Original Recipe (5-gal)
1# crystal 60
3oz Cascade 15min
1oz Cascade 5min
No-Boil Recipe (1-gal)
2# 2-row (since there's no volume loss with boiling, I bumped this up to maintain OG of 1.055)
0.2# crystal 60
0.5oz Cascade mash hop
BIAB mash (including grain and hops) 60 minutes at 152 degrees
Mashout at 170 degrees for 10 minutes
Transfer to 1 gallon container, sealed up
Yeast pitched the next morning at 60 degrees
Primary for 2 weeks at 60 degrees
Bottle and condition at 60 degrees for 3 weeks
I seriously regret not taking pictures of this one, as it was surprisingly and unexpectedly clear; crystal clear. At least with the bottles I cold crashed for a day. I did open two bottles at room temperature, and these were slightly hazy. I was expecting it to be cloudy due to lack of hot break and cold break, and because I'm used to cloudy no-boil berliners. It was not sour like a berliner, but of course I didn't add lacto.
Surprising factor #2 was how similar to the original recipe it was. The no-boil had 'different' bitterness (see below), but otherwise tasted the same. It did have a thicker mouthfeel, perhaps because proteins/etc aren't lost to hot break? That's the best explanation I can conjure.

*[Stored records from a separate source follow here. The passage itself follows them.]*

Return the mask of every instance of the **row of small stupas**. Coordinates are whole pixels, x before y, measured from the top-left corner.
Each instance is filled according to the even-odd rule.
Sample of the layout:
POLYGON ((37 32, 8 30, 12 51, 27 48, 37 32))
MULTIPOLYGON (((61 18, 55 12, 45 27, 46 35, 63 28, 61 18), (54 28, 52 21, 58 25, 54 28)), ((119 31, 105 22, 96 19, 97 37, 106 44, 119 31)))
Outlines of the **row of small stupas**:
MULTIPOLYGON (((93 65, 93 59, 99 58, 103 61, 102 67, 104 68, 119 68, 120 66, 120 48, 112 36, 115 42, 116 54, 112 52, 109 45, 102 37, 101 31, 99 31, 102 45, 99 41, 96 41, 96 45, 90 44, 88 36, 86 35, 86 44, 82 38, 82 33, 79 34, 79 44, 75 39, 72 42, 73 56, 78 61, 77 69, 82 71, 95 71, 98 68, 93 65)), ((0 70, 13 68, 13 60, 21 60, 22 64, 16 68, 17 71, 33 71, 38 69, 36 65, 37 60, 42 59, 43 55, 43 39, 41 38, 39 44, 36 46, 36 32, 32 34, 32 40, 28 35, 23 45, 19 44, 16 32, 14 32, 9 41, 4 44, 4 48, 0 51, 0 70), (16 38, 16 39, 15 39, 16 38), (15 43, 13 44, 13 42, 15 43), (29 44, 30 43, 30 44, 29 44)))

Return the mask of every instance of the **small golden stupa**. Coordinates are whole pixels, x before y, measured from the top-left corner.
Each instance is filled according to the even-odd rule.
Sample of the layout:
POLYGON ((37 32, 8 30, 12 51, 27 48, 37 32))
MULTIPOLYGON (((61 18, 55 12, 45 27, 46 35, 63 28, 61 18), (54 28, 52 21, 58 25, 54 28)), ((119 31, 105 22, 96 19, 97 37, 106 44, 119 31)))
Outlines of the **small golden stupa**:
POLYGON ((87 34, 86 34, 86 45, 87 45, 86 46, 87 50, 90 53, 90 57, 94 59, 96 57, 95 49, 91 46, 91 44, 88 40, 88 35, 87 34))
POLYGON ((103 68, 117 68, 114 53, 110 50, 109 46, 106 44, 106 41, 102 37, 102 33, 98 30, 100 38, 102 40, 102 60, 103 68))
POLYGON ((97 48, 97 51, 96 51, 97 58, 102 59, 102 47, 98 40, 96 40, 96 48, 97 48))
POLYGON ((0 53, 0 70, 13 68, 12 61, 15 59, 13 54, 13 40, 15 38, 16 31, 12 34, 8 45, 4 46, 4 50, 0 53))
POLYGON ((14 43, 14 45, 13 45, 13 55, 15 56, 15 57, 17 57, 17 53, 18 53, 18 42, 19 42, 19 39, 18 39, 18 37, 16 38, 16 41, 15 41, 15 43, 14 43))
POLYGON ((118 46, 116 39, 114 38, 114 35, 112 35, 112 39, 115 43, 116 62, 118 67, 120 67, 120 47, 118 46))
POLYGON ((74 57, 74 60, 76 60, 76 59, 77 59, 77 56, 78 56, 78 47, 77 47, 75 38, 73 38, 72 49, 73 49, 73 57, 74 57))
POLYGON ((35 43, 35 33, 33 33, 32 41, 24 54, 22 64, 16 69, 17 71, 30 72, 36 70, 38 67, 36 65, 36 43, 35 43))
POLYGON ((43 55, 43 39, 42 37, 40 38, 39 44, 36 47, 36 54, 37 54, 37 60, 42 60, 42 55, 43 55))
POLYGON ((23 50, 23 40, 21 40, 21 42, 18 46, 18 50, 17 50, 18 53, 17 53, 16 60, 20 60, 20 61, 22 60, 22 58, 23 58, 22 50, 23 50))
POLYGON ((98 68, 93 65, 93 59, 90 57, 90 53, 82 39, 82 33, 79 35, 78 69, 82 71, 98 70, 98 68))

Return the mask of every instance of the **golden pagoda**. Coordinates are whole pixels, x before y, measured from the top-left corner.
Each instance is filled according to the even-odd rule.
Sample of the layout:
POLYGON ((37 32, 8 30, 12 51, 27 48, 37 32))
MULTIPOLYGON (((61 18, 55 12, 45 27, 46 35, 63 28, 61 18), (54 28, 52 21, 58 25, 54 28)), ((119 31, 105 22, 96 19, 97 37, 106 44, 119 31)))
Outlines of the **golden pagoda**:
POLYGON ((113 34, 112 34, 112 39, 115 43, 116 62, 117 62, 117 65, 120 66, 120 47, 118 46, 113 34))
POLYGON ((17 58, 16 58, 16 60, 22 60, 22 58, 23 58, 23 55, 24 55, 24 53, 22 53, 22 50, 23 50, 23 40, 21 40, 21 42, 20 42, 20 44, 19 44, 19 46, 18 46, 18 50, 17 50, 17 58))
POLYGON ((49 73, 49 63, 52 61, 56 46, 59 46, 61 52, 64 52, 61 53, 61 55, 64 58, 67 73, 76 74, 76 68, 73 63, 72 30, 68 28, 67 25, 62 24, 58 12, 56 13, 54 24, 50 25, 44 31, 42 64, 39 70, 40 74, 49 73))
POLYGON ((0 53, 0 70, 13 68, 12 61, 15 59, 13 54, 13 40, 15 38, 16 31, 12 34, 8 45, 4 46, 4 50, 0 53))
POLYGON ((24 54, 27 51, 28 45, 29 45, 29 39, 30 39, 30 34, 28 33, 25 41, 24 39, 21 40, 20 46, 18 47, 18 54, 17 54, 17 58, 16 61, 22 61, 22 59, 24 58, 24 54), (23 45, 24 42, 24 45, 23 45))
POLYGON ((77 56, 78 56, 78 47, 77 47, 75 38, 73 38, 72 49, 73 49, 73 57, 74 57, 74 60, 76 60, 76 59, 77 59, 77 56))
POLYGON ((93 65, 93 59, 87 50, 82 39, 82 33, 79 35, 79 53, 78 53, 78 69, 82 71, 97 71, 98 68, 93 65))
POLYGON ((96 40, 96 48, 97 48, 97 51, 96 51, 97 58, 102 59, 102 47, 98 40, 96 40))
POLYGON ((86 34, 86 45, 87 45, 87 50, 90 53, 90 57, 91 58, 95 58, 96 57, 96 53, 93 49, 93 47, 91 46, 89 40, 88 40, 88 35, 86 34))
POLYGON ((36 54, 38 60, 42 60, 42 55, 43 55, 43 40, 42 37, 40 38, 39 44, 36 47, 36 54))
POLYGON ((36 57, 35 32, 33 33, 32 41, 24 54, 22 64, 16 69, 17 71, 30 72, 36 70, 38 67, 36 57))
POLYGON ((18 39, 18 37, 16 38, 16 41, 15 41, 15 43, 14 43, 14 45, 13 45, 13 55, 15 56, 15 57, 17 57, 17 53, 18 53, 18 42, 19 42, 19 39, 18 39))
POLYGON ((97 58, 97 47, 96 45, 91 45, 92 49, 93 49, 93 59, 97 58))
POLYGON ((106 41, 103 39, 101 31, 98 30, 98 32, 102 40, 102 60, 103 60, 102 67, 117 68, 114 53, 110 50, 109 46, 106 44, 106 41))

Surprising factor #3 was how bitter it actually was. Not as bitter as the original recipe, but it definitely had a hop presence. The original recipe had 36 IBU's. If I had to guess, I'd say the no-boil was in the low-to-mid twenties. In addition to the mash hops, you could also do a pseudo FWH addition by adding to the no-chill container, and you could always dry hop as well.
All in all, it turned out really good. However, there's still more experimentation to be done, and for my 5+ gallon batches I'm still doing my standard boil process, but I may soon make the leap and try a no-boil full batch. After reading Dave's post about his mash experiments I might try this again with a 40 minute mash. That would make for a really short brew day!